More women dying of reproductive problems

Published: July 31, 2011

Taboos, lack of facilities in rural areas around Islamabad make the issue complicated.


Reproductive health problems are one of the major causes of death among women in villages surrounding Islamabad, according to a survey conducted by DAMAAN Development Organization on Saturday.

The survey titled “Sexual and Reproductive Health and Rights Gaps among Indigenous People” focused on seven villages of Islamabad Capital Territory— Bari Imam, Baroha, Golra Sharif, Saidpur, Malpur, Karlot and Shahdra — and revealed that they severely lack basic healthcare facilities.

The survey was shared at a workshop on reproductive and sexual health at the conference hall of Strengthening Democracy through Parliamentary Development.

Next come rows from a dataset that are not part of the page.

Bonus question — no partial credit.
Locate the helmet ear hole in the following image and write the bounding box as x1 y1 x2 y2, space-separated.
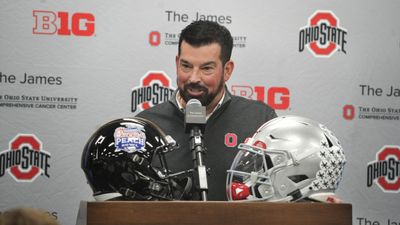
265 154 274 169
288 174 308 183
324 134 333 148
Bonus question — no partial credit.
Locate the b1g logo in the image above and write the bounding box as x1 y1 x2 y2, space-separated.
0 134 50 182
299 10 347 58
33 10 95 36
367 145 400 193
131 71 174 112
231 85 290 109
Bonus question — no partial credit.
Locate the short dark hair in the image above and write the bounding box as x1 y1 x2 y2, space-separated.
178 20 233 64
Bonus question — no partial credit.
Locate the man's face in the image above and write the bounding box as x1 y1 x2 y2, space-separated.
176 41 230 106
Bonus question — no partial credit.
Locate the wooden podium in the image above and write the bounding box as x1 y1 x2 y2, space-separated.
80 201 352 225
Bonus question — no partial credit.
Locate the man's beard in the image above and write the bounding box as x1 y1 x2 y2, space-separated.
178 79 224 106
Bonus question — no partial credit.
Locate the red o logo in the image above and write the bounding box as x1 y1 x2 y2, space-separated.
343 105 355 120
377 146 400 192
310 12 337 56
10 134 42 181
268 87 290 109
142 72 170 110
149 31 161 46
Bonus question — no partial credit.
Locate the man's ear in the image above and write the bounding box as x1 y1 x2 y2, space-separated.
175 55 179 72
224 60 235 82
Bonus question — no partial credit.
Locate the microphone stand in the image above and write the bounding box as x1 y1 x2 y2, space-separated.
189 126 208 201
184 99 208 201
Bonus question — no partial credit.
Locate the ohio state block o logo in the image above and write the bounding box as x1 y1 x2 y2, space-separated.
10 134 42 181
377 146 400 192
310 12 338 55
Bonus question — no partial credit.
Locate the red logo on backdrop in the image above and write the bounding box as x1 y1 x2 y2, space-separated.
33 10 95 36
343 105 356 120
231 85 290 109
0 134 50 182
131 71 174 112
149 31 161 46
367 145 400 193
299 10 347 57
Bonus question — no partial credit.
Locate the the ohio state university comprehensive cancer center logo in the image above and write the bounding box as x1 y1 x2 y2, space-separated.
0 134 51 182
131 71 174 112
367 145 400 193
299 10 347 58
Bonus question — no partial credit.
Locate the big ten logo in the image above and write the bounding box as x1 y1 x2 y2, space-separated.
131 71 174 112
33 10 95 36
343 105 356 120
231 85 290 110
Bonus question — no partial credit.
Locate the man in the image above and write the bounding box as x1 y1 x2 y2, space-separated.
138 21 276 201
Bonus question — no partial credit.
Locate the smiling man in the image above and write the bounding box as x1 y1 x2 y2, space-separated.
137 21 276 201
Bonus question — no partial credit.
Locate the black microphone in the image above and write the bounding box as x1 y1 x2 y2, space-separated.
184 99 208 201
185 98 206 133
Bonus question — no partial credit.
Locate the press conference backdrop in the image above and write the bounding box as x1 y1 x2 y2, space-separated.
0 0 400 225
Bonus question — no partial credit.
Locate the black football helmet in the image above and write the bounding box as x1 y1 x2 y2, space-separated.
81 117 192 201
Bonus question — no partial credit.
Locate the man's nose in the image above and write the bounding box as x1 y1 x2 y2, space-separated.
189 68 201 83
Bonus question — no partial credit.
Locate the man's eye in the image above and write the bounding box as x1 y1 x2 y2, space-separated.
203 66 214 74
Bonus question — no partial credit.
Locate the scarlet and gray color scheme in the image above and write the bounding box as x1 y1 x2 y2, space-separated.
0 0 400 225
226 116 346 202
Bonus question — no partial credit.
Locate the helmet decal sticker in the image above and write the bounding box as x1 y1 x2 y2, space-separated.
114 125 146 153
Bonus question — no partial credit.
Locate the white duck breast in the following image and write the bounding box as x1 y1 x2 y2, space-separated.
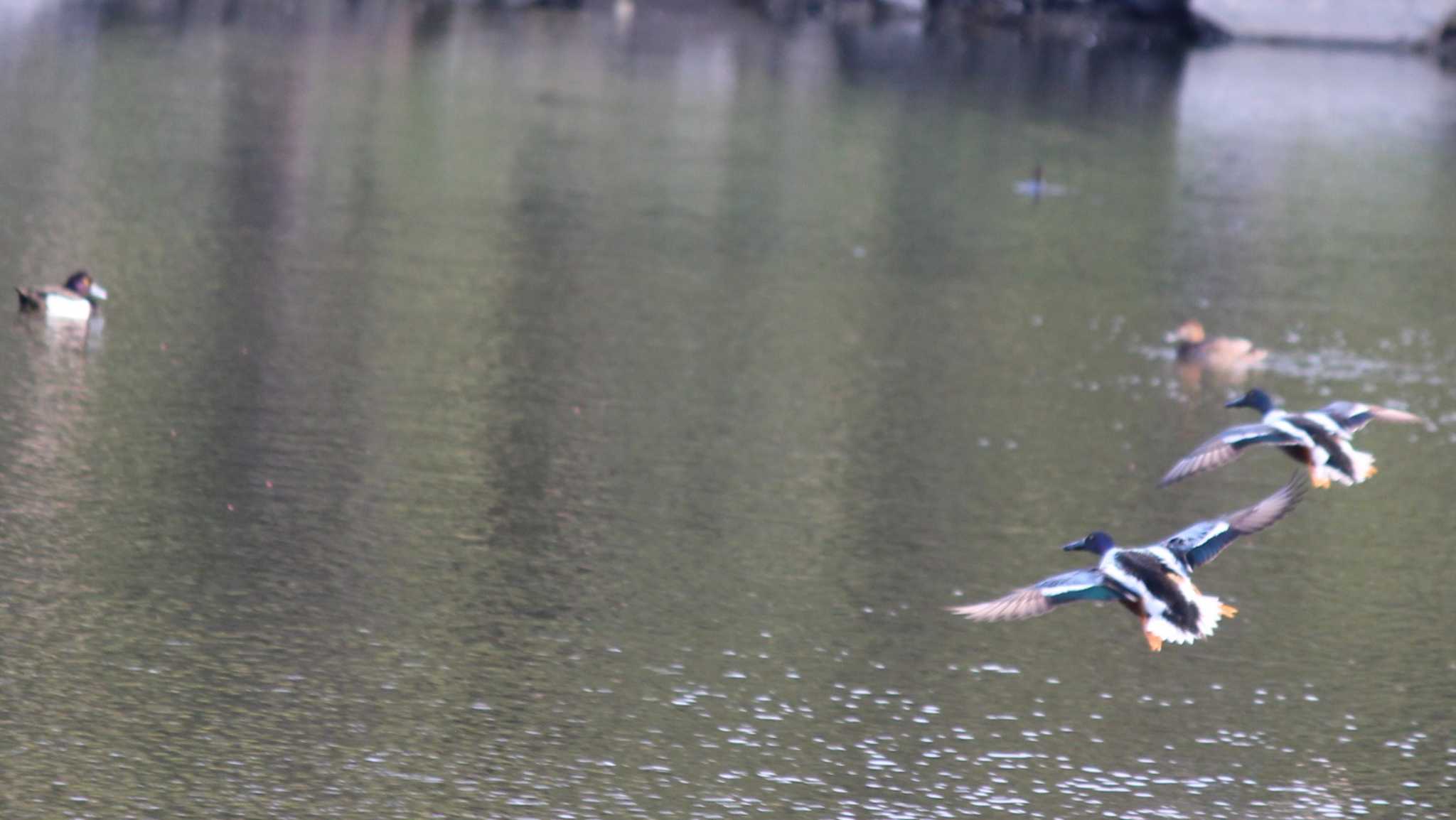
45 293 92 319
1099 548 1223 644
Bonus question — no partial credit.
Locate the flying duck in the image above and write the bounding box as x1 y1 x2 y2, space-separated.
14 271 107 319
948 475 1305 652
1157 387 1423 487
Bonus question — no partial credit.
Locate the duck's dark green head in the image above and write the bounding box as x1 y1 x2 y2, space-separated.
1061 530 1117 555
1223 387 1274 414
65 271 107 301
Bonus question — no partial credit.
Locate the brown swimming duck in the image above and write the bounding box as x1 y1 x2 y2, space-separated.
1165 319 1268 370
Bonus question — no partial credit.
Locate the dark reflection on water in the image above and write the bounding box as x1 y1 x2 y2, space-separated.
0 0 1456 817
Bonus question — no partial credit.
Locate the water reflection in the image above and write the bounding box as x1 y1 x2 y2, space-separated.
0 0 1456 817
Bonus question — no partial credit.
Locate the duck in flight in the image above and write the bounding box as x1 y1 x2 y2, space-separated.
949 475 1305 652
1157 387 1423 487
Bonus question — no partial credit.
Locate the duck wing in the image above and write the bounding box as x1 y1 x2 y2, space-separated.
1157 424 1307 487
946 566 1123 620
1155 472 1309 569
1315 402 1425 433
14 287 43 311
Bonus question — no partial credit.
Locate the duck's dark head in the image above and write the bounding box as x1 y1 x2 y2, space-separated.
1223 387 1274 414
65 271 107 301
1061 530 1117 555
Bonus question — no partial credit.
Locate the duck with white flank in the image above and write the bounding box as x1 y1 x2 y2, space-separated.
14 271 107 319
949 476 1305 652
1157 387 1423 487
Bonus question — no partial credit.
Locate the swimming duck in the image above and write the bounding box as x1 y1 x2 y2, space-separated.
1165 319 1268 370
1157 387 1423 487
949 475 1305 652
14 271 107 319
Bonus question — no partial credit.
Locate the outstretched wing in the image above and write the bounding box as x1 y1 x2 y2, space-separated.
946 566 1121 620
1315 402 1424 433
1157 424 1305 487
1157 473 1309 569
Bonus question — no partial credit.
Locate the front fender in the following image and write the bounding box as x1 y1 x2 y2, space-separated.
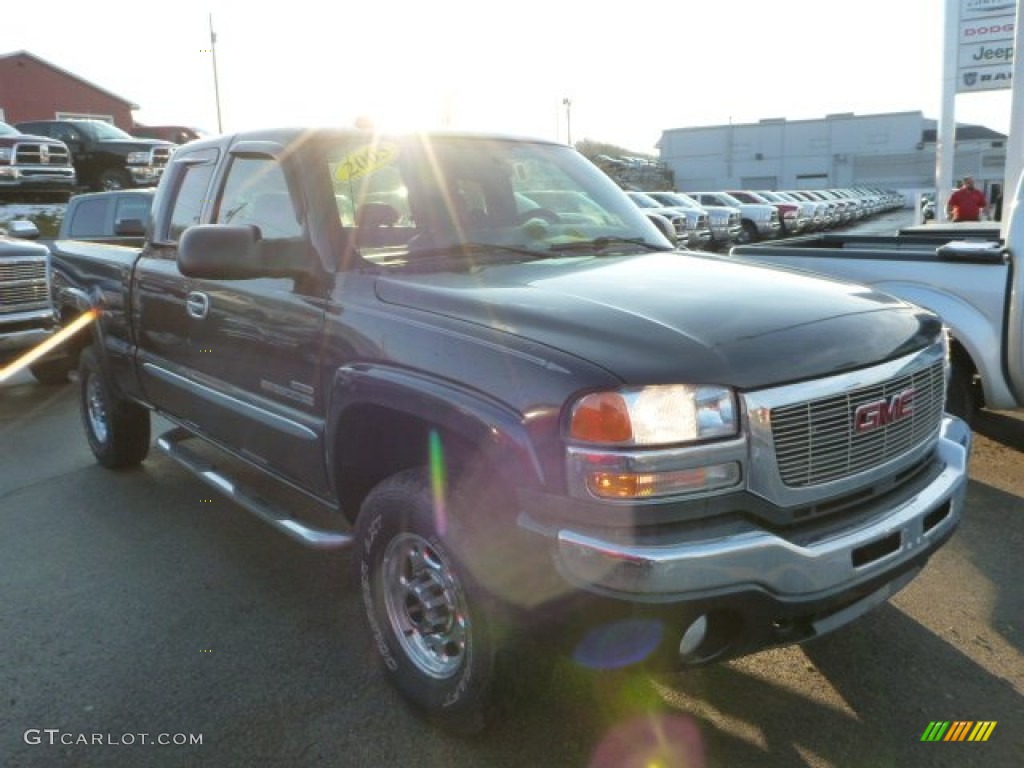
327 365 563 501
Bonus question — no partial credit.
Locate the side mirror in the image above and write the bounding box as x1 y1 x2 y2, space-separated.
177 224 262 280
177 224 312 280
7 219 39 240
114 219 145 238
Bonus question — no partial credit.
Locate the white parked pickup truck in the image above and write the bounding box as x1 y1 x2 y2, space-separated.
730 204 1024 421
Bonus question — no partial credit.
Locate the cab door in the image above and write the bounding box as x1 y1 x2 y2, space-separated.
185 153 328 494
139 143 328 496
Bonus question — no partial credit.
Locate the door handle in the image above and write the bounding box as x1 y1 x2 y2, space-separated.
185 291 210 319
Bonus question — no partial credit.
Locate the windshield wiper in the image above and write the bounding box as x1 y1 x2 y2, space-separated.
409 243 550 264
551 237 672 252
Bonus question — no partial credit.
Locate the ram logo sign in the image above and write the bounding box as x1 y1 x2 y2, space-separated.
853 387 918 434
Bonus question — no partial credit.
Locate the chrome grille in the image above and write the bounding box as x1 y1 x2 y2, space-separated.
771 360 945 487
0 260 46 283
0 260 49 313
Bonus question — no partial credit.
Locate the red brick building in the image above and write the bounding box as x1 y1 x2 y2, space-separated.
0 50 139 131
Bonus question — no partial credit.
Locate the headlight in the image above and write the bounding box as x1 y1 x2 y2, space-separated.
568 384 738 446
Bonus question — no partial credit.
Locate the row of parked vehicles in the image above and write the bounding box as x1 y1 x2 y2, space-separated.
627 187 904 251
0 120 188 200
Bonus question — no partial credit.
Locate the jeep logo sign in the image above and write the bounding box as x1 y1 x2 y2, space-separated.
853 387 918 434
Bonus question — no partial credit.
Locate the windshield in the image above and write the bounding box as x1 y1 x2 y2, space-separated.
655 193 700 209
76 120 135 141
326 136 672 267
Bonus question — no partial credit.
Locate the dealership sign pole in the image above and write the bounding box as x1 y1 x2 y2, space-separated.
935 0 1024 221
1001 3 1024 238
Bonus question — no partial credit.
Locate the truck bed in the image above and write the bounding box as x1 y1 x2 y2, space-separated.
730 229 1004 264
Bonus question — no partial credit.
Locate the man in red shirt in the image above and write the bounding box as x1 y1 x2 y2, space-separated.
946 176 988 221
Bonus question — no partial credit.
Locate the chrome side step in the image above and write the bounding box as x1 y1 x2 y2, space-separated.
157 427 353 549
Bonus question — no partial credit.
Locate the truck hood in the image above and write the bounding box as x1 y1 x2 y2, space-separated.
377 252 941 389
0 133 63 146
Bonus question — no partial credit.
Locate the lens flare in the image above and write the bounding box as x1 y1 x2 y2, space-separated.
572 618 665 670
429 429 447 536
0 309 99 382
589 714 705 768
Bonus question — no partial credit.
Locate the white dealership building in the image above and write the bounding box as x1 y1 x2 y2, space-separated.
658 112 1007 200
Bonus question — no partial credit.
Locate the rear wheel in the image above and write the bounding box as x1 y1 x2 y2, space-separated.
78 347 150 469
353 469 496 733
946 359 978 424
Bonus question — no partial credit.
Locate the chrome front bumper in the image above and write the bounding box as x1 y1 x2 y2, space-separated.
555 417 971 601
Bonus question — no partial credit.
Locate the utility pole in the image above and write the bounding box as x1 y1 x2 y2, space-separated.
210 13 224 133
562 96 572 146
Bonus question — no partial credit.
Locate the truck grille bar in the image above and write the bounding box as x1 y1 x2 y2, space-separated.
0 260 50 314
771 360 945 487
743 341 947 509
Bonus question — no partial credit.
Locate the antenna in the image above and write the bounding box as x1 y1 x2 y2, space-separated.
210 13 224 133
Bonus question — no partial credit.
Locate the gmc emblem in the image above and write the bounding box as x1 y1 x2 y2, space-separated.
853 387 918 433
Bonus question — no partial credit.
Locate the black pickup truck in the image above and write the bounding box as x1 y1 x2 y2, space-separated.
54 130 971 730
16 120 175 190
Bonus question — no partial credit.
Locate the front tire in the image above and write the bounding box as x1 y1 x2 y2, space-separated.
96 168 131 191
78 347 150 469
353 469 496 733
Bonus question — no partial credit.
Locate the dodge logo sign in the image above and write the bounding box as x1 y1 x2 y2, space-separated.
853 387 918 433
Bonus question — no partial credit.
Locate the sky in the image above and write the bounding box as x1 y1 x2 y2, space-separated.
6 0 1010 154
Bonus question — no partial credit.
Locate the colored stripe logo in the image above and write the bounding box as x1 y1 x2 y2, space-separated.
921 720 997 741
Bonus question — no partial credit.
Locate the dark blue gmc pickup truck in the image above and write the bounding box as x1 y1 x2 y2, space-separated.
48 129 971 731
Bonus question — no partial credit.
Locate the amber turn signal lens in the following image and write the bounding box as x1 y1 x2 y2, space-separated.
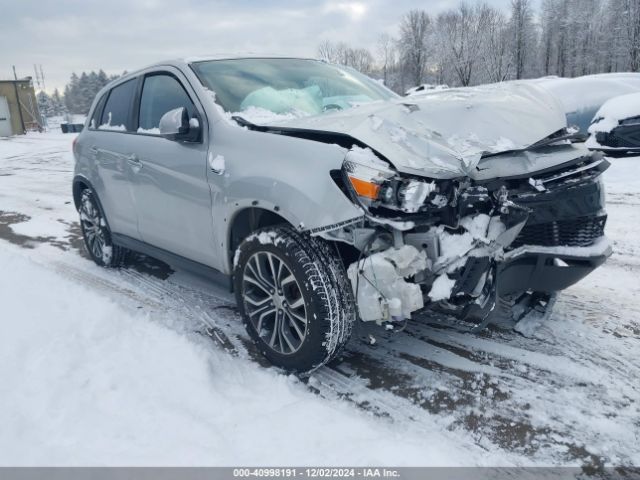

The findings revealed that little girls in these areas are regularly subjected to abuse, made pregnant out of wedlock, and are not taken to a clinic for a check-up. High rates of child abuse were reported around the Bari Imam shrine. Local people said that displaced women from various parts of the country work as prostitutes in and around these villages.

Moreover, men confessed that it is considered as a taboo to reveal that they are carrying sexually transmitted diseases; this attitude puts the lives of many others, including children, in jeopardy.

The report revealed a dire shortage of health clinics and hospitals in the seven villages surveyed. In Golra Sharif, there is only one hospital and a few private clinics in an area of six to 10 km.

Saidpur has two private clinics in an area of six to 10 km.

Bari Imam has a few clinics in seven to 15 km of area.

Malpur has no health centre or even a medical store in an area stretching between 16 to 20 km.

Similarly, Karlot, Shahdara and Baroha have no hospital in areas of 16 to 20km, 2km and 20-23km respectively.

In all these areas, there is no hospital that gives service to people 24 hours a day.

Lubna Dahar, research officer at DAMAAN Development Organization, said, “Social taboos in Pakistan are one of the main reasons behind complications in sexual and reproductive health.”

Social norms prohibit unmarried girls from talking about sexual health.

Published in The Express Tribune, July 31th,  2011.